Thursday, July 23, 2009

IDF Mulls Possible US Aid Halt Effects


By Yaakov Katz And Herb Keinon
JPost
23 July 09

(The wise man is he who can anticipate the future)

Amid growing tension between Jerusalem and Washington, the IDF and Defense Ministry have held brainstorming sessions to discuss the possibility that the United States would cut military aid to Israel, The Jerusalem Post has learned.

On Tuesday night, senior Defense Ministry and IDF officers gathered in Tel Aviv for a discussion on US-Israeli relations, during which they discussed new Pentagon regulations regarding the way Israel can use the almost $3 billion in military aid it receives from the US.

According to defense officials, the Pentagon informed the Defense Ministry that the foreign military financing (FMF) needed to be used strictly for weaponry and defense-related projects. In past years the Pentagon had made exceptions and allowed the IDF to purchase nonessential items such as covers for trucks, uniforms and even food for soldiers.

During the discussion, the officials also discussed the possibility that the US would cut the FMF due to the political tension between the countries or because of the global financial crisis.

The discussion in the Defense Ministry came just hours before a State Department spokesman said at a press briefing that it was still "premature" to talk about financial sanctions against Israel for its refusal to freeze settlement construction.

Israeli defense officials said it was possible to interpret the remark as meaning that now it is premature, but that at a later date sanctions might be realistic.

Israeli diplomatic officials, on the other hand, completely discounted the likelihood that the current disagreements with the US would lead to punitive sanctions against Israel.

"This is nonsense,"one official said, responding to the State Department spokesman's answer to a query on the matter.

"This US Administration believes in dialogue until the bitter end" the official said. "There is no way that at the same time it wants to engage with the Iranians, it is going to take sanctions against Israel.
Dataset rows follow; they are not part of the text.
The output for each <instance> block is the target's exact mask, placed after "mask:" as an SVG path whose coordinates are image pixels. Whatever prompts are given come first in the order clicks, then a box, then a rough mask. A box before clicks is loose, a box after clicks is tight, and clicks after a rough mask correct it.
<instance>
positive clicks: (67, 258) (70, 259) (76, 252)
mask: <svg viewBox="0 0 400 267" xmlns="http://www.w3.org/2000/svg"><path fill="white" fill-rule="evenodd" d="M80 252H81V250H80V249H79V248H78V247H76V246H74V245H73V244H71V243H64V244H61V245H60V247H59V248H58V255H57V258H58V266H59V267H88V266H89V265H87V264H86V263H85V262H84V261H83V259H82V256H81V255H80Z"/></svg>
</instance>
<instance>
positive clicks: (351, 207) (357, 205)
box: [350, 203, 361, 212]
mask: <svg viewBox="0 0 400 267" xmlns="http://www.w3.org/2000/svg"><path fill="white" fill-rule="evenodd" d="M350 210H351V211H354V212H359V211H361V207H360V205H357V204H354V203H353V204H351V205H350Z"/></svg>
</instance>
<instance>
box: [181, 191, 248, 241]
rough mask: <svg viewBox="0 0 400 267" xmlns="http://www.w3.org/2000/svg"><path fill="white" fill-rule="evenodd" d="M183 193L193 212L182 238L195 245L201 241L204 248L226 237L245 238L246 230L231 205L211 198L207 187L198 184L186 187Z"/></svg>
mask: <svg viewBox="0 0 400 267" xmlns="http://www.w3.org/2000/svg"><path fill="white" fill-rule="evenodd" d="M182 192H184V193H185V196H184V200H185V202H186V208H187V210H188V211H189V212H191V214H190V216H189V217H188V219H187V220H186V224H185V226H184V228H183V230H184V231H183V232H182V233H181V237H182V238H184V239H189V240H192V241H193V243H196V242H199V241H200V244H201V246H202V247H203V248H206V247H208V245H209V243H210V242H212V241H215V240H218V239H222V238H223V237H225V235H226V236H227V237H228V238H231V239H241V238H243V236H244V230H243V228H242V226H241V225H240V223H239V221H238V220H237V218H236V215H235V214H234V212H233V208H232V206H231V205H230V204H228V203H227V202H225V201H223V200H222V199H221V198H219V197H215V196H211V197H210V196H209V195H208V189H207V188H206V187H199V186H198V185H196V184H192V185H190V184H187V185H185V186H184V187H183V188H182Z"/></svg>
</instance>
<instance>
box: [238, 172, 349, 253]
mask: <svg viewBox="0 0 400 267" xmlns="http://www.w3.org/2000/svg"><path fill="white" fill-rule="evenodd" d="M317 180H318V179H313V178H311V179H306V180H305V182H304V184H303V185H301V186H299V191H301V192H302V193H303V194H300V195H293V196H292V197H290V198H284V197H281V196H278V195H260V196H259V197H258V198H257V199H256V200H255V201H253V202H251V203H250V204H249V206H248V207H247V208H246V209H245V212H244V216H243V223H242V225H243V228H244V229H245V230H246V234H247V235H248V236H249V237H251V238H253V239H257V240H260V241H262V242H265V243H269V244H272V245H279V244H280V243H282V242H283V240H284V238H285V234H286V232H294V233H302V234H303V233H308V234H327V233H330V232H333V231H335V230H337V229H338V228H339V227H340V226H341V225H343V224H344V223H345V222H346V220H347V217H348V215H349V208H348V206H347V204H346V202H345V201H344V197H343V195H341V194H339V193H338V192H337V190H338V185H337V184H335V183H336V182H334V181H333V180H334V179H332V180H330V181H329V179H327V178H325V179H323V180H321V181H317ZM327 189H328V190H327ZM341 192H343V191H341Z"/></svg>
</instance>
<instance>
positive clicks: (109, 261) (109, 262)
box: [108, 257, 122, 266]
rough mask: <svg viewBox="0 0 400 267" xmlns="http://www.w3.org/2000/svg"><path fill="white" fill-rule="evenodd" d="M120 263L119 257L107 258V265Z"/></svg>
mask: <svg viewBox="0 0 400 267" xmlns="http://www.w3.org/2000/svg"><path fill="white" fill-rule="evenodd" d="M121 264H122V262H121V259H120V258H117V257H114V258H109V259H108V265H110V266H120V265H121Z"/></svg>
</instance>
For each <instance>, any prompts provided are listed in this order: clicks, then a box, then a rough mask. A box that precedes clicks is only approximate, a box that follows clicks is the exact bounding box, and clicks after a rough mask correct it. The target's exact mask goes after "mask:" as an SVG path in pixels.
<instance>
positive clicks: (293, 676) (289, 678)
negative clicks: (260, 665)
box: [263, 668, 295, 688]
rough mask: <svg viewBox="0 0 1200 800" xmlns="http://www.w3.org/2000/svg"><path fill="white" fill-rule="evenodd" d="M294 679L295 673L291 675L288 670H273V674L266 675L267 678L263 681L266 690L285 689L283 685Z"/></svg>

It just doesn't make sense"

The official said there was no concern at this time in the Foreign Ministry that Washington would use this weapon, especially since its pressure on the Arab world to take gestures toward Israel is not bearing any fruit, but no one is talking about potential sanctions against the Arab world for not positively responding to the US president.

The US has in the past used loan guarantees as a lever to try to alter Israel's construction policies in the settlements, withholding these guarantees in the early 1990s, during the wave of Soviet immigration, because of then-prime minister Yitzhak Shamir's settlement polices.

The US currently subtracts from loan guarantees to Israel money that the government spends in the settlements.

The FMF is mostly spent in the US on advanced military platforms such as fighter jets, attack helicopters and missiles.

At the meeting on Tuesday night, officials who were present discussed the consequences of US financial sanctions but reached the conclusion that while Israel would have difficulty replacing the $3b. in aid that it receives from the Americans, it would be able to establish new relations with European countries from which it could receive military equipment.

One official who was familiar with the discussion said that Israel was recently approached by France to jointly develop an unmanned fighter jet. Russia, the official said, has for years been urging Israel to purchase some of its military platforms.

"We turned down these offers because of our relationship with the US," the official said. "If that relationship changes we could always renew the partnership with France and other countries."